It’s hard to believe that Kingdom New Lands is already a couple years old and that we’re getting a brilliant sequel this week (out now) on the Switch as well as PC. If you haven’t played the series before, I like to call Kingdom the strategy game for people who say they don’t like strategy games. I mean, regular strategy fans will adore it too, but Kingdom’s intuitive menu-light gameplay and intuitive side-scrolling presentation and controls make it an ideal game for people who are usually put off by the management aspects of strategy games. And, simply put, Kingdom Two Crowns is an ideal sequel that builds upon the original in all the right ways while also adding glorious couch co-op.

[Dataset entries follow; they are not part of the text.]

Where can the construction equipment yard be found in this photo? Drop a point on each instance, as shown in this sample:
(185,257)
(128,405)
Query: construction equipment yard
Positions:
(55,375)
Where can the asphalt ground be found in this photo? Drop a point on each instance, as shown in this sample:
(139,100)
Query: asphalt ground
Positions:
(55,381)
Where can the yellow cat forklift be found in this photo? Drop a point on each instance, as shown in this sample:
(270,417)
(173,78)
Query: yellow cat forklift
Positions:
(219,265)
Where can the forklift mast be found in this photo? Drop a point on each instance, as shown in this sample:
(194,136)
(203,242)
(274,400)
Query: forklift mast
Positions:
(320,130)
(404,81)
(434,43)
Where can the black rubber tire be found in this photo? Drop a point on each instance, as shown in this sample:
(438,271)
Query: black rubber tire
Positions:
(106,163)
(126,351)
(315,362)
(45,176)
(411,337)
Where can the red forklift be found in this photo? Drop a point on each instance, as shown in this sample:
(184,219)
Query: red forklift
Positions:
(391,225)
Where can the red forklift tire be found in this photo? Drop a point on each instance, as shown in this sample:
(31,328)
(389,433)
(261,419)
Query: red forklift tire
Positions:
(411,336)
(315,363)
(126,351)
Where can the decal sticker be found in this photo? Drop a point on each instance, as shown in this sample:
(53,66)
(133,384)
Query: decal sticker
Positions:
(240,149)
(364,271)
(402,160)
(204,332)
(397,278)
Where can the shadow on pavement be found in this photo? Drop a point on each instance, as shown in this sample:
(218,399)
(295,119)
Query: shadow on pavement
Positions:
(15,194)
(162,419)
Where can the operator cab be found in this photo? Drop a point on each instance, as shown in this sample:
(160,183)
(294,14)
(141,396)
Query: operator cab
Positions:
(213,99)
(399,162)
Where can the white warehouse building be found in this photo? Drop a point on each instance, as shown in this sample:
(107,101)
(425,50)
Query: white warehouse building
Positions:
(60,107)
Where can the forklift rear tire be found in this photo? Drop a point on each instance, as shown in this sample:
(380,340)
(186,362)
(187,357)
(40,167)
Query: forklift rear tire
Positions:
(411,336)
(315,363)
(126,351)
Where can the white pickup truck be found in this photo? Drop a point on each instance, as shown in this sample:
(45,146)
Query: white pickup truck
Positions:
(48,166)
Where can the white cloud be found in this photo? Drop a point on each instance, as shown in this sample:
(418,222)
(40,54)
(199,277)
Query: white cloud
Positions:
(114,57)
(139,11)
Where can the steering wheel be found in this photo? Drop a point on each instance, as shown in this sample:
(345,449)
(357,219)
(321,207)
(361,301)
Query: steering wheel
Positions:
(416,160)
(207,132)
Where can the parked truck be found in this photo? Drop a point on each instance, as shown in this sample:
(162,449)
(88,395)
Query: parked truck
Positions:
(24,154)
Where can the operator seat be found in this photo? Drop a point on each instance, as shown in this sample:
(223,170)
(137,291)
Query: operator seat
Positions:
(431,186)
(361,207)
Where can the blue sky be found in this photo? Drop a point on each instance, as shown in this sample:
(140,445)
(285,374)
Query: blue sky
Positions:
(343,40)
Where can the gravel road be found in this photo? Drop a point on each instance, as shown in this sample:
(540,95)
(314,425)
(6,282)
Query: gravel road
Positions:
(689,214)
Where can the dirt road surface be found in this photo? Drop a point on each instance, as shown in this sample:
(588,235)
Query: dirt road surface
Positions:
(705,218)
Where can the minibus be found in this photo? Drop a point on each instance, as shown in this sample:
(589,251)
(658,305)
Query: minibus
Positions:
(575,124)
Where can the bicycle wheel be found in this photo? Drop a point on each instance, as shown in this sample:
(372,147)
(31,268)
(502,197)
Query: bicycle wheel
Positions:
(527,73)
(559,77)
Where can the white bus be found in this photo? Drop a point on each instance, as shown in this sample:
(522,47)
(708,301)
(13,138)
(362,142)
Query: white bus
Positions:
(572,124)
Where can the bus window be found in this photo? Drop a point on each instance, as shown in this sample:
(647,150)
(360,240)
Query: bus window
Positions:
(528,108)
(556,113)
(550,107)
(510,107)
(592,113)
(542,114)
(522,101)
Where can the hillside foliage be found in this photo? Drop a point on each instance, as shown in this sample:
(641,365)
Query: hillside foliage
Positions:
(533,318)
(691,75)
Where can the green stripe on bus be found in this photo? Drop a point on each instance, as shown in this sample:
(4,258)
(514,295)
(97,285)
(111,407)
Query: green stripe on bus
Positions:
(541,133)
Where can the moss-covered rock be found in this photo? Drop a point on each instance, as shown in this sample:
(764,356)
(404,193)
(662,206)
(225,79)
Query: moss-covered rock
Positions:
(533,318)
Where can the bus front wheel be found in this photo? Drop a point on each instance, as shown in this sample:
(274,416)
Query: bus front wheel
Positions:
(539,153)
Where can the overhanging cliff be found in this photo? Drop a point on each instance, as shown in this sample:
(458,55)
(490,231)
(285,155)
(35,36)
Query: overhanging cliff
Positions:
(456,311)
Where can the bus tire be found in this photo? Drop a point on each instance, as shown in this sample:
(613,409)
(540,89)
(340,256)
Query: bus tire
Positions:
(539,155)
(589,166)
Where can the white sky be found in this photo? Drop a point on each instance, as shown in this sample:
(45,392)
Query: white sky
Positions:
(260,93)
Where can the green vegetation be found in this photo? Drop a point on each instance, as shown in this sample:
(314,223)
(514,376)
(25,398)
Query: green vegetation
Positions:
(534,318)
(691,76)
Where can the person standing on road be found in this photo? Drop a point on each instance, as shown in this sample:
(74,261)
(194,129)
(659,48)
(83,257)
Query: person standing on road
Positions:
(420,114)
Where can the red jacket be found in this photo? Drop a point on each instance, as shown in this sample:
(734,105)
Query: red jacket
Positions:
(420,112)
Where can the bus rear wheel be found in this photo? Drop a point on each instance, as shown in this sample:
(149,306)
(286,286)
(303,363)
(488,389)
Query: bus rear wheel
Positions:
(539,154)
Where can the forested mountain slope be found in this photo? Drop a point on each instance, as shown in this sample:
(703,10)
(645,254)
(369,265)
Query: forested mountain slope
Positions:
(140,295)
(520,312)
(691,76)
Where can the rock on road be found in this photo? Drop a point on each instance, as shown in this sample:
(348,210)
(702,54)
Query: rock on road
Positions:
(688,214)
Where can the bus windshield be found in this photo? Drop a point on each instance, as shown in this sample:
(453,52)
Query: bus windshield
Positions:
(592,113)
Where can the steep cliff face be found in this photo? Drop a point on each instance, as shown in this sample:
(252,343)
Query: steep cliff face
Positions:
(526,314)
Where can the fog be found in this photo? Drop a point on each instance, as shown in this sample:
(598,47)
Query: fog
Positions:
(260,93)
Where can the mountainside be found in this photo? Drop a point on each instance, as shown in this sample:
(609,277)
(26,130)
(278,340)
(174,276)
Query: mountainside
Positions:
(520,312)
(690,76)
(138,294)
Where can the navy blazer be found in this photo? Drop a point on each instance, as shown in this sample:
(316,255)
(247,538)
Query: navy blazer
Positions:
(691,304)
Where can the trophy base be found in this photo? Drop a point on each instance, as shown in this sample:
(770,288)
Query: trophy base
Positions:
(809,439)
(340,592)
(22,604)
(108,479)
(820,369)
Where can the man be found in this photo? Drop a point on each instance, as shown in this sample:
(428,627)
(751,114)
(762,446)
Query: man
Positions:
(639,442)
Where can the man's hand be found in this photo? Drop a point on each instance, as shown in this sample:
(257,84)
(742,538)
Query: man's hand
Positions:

You begin the game with little more than a dirt pile, some coins, and a crown. Marooned on a new land by yourself, you quickly use your coins to pay vagrants to help build up a camp and protect it, and soon enough you’re on your way towards building a new kingdom. But as night falls, each night, a swarm of evil demons rush your little hamlet and your defenses must hold them off. If they get to you, and take your crown, it’s game over. Or rather, that was the way things were in Kingdom New Lands.
In Two Crowns, gone is the rogue-like “start over again” mechanic, replaced instead by the notion that a new king or queen comes to the land and picks up where you left off. They rebuild your defenses and take over your kingdom. It’s a much less daunting way to play through the content of Kingdom, and makes it easier to reach the game’s other regions, find the new technologies and unlock the new units and defenses. I think that without eschewing the roguelike mechanic of the earlier games, most people would never see all the brand new content, and frankly – it’s just more fun this way.

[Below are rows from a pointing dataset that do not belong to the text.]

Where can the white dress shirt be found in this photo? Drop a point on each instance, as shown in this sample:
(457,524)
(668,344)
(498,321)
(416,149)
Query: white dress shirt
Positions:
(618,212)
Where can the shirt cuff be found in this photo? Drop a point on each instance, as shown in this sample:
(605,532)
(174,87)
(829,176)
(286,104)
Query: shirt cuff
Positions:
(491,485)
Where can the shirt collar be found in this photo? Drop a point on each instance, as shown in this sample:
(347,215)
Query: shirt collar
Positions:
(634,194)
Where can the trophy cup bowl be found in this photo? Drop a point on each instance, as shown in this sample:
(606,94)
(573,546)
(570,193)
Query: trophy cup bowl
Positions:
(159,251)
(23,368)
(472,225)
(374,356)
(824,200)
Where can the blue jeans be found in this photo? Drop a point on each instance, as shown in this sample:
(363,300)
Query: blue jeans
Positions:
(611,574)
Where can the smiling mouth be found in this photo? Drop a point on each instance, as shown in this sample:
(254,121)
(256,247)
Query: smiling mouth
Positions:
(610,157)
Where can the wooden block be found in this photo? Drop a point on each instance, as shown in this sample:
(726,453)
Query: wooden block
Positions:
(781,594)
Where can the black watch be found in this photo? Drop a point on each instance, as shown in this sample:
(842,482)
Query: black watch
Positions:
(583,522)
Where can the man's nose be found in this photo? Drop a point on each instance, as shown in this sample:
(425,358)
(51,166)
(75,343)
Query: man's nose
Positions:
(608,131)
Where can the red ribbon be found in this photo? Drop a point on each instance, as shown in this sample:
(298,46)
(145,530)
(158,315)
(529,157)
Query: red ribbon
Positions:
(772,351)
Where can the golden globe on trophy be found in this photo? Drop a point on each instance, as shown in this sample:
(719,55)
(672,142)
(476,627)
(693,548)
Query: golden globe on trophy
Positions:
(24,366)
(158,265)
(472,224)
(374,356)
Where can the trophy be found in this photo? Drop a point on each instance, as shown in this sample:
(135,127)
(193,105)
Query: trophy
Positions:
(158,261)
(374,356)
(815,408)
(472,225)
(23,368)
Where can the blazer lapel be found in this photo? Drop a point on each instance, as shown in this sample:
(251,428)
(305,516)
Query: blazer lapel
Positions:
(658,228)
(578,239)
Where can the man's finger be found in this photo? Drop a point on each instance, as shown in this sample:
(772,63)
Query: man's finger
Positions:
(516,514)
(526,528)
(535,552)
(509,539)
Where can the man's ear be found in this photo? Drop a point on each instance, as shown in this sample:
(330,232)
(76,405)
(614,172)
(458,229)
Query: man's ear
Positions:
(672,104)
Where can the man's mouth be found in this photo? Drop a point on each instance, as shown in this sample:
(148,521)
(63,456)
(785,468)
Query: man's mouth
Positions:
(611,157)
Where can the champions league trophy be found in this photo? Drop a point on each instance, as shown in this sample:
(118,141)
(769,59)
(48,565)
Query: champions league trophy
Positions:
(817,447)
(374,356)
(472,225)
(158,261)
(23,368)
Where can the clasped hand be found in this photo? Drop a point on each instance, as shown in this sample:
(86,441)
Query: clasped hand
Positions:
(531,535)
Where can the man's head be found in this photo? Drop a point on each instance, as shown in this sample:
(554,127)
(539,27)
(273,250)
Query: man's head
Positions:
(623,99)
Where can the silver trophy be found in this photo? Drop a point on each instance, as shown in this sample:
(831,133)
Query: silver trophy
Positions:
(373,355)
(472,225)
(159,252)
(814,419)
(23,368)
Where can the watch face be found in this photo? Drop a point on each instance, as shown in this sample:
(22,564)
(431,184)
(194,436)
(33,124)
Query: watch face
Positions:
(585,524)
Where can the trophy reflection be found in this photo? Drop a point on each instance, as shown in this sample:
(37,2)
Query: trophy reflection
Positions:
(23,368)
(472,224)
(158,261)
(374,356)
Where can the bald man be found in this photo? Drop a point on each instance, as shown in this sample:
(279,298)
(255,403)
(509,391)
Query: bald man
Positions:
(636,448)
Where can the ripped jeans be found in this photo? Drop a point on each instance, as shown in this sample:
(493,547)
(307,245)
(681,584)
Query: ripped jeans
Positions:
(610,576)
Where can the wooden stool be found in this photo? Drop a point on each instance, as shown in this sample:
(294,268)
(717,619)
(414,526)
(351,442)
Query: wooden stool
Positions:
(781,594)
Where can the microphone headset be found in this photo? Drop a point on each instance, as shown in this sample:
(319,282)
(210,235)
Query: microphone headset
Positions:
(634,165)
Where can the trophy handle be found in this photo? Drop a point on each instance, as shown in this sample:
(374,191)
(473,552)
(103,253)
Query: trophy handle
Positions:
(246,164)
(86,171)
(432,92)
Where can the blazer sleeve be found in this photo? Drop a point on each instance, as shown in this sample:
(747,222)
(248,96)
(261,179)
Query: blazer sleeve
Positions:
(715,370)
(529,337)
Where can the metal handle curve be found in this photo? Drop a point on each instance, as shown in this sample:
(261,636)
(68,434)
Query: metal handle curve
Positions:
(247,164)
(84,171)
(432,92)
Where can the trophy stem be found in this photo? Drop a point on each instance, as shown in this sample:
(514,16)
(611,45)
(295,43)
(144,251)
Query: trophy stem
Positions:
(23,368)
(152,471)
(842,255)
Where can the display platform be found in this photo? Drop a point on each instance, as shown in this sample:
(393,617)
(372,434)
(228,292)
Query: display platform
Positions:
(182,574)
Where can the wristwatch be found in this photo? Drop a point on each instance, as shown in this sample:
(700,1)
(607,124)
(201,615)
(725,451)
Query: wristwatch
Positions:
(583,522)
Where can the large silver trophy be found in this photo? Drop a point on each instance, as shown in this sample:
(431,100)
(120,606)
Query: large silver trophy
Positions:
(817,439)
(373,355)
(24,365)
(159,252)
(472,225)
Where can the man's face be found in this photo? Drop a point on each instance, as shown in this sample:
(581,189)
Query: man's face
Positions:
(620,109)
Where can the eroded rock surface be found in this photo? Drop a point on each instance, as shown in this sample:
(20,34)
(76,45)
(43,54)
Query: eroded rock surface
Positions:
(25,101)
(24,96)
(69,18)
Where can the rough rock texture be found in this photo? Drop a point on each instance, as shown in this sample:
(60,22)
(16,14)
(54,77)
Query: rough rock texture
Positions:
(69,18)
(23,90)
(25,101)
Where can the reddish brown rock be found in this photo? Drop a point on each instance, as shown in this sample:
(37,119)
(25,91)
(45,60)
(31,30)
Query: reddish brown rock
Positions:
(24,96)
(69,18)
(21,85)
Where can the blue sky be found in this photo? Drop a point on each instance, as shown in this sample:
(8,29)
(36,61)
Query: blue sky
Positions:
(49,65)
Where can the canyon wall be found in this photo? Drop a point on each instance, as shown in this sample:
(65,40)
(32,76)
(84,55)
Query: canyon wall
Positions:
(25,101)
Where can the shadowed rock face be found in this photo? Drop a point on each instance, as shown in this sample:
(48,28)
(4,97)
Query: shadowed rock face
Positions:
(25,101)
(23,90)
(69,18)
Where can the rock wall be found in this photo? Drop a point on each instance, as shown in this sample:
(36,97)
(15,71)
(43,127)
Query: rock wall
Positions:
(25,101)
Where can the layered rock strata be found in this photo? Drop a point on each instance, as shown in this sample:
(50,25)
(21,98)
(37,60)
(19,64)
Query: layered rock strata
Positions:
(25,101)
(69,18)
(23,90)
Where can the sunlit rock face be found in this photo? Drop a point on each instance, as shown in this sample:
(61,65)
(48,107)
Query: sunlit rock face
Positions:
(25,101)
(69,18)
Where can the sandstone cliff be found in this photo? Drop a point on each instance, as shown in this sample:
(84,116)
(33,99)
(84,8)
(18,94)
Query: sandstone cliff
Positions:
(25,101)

What truly makes Two Crowns stand out from its predecessor though is the fact that you can now play with a friend locally in horizontal split-screen action. Not only does this make things less stressful because you can each watch either side of your defenses, but it also means one can explore the lands while the other sets things up in town, and vice versa. It’s a glorious way to play the game, and I can’t wait until the online multiplayer comes in a later update so that I might try the co-op with friends who don’t live in the same house.